霍襟风自残行为不少,严重的被保镖发现,住院好几次。每次他在医院病房里醒过来之后,一声不吭,满眼都是漠然的死气。

    还因为受伤,身上一股呛人的药味。

    像个木人。

    那时候爷爷去看他,甚至觉得他比自己还像个老人,又不敢说什么。

    这个长成大人、俊美傲气的男人,如今像风雪里一盏微弱的烛火,外面的壳驳裂,就差一个临界点,就可以完全崩碎了。

    爷爷自己只是年龄已至垂暮,而霍襟风仿佛精神上都同那场车祸一起死去。

    爷爷知道那是杨小颖的手笔,那个女人野心很大,背后牵扯却不少。

    他去告诉霍襟风自己要插手,霍襟风那时候刚刚换过纱布,虚弱地拒绝:“我自己来。爷爷,我不演戏了。
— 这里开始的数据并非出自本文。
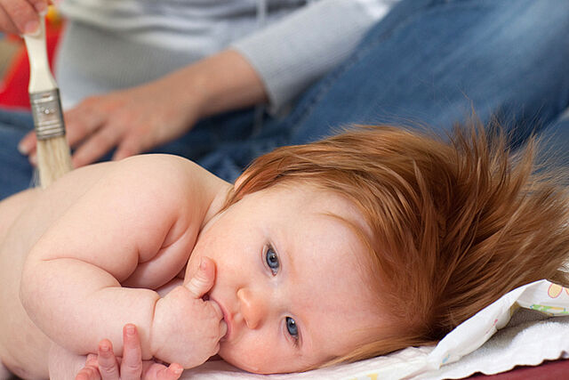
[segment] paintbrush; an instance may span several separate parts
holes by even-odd
[[[69,145],[65,138],[65,124],[60,90],[52,75],[47,58],[45,13],[40,14],[40,27],[34,34],[24,35],[29,59],[29,102],[37,139],[37,167],[42,188],[72,169]]]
”

    他双唇毫无血色,眼下青黑浓重,一双眼睛里全是黑气,眼白都发青,仿佛地狱来的恶鬼,重复自己回到人世所背负的诅咒。

    他抓住自己腿的手狰狞、青筋暴起,格外可怖。

    现在却有个人把霍襟风碎裂的外壳拿开,用手小心翼翼地捂住那抹烛火。

    即使外焰把自己烫了一下,也依然没有退缩,接着放下一个新的玻璃器皿,让这株烛火稳稳地发出光芒。

    能让这样信任缺失的霍襟风这么纵容的人……

    爷爷想不到,但确实出现了。

    这个孩子一心为了霍襟风,明眼人都看得出来,在自己方面却毫不在意,他的社交、他的人际都好像可以没有,只要霍襟风好好的。

    就好像……霍襟风这个人,就是他的底线。

    这长桌上夫妻不少,小孩子都带着来了,所以他们的动作并没有引起太大注意,只得到斜对面一道惊异的目光。

    赵流柯抬起头,对上杨小颖。

    他冲对方平静一笑。

    晚饭吃完他们各走各的,相熟的几家在客厅唠嗑嗑瓜子,小孩子们等着领压岁钱。

    爷爷挨个给红包,摸摸小脑瓜。

    霍襟风被赵流柯推着回去之前的棋牌室,他们的麻将才刚刚开始。

    爷爷发完客厅的,来发这几个家伙的。

    霍襟花收下来放进手包里,难得甜甜地说:“谢谢爷爷——”

    杨浩杰有点不适应,站起来不敢收,被老当益壮的爷爷一掌摁回座椅:“搞什么?看不起爷爷?拿着!都是一家人了!”

    接着是霍襟风,他和赵流柯的一起发。

    赵流柯的红包格外厚,视觉效果上的厚。

    厚到明明是一起给的红包,他至少要比霍襟风的厚上三四倍。

    他吸取杨浩杰的教训,乖乖要接过来,没想到爷爷没有松手的意思。

    爷爷拍拍他:“这是补上以前的,别觉得不好意思,”接着一瞪眼,“必须收着!”

    这才松开手。

    接着又说霍襟风:“你少欺负流柯,今年压岁钱扣一半。”

    霍襟风拿过来,没接话。

    爷爷气不打一处来,这小混球,不回答不承诺就是要逃避。

    家里禁烟,酒却有不少,筹码玩累了就开始拿酒当筹码。

    爷爷和霍襟花杨浩杰讨论半天,赵流柯稍微分一耳朵,才听出来他们在争执到底混不混着喝……

    麻将一圈又一圈呼啦啦地打。

    瓜子的炒味、茅台的香味弥漫在屋子里。

    油烟味还没散。

    外面烟火大会开始了。

    耀眼的花朵在天幕盛开。

    规模巨大的金菊烟花从天际坠落,落下时宛如丝丝缕缕的金线。

    仿若银河下垂,接轨人间。

    霍襟花自诩个中好手,也被灌了好几杯,妆都有点花,喝得晕晕乎乎,一个“二筒”咬在嘴里,半清不楚。

    剩下几个人也没好到哪去。

    杨浩杰已经离开了麻将桌,脚翘在桌上往后陷进柔软的靠背里睡着。

    爷爷还在吃牌,他今天高兴,喝得满脸通红,这会儿胡了牌,把麻将一推,按桌上的铃。

    佣人走进来,轻手轻脚把小姐和少爷们送回去。

    爷爷也走,走之前还在唠叨看起来正常无比的霍襟风:“别……别欺负你媳妇儿……!”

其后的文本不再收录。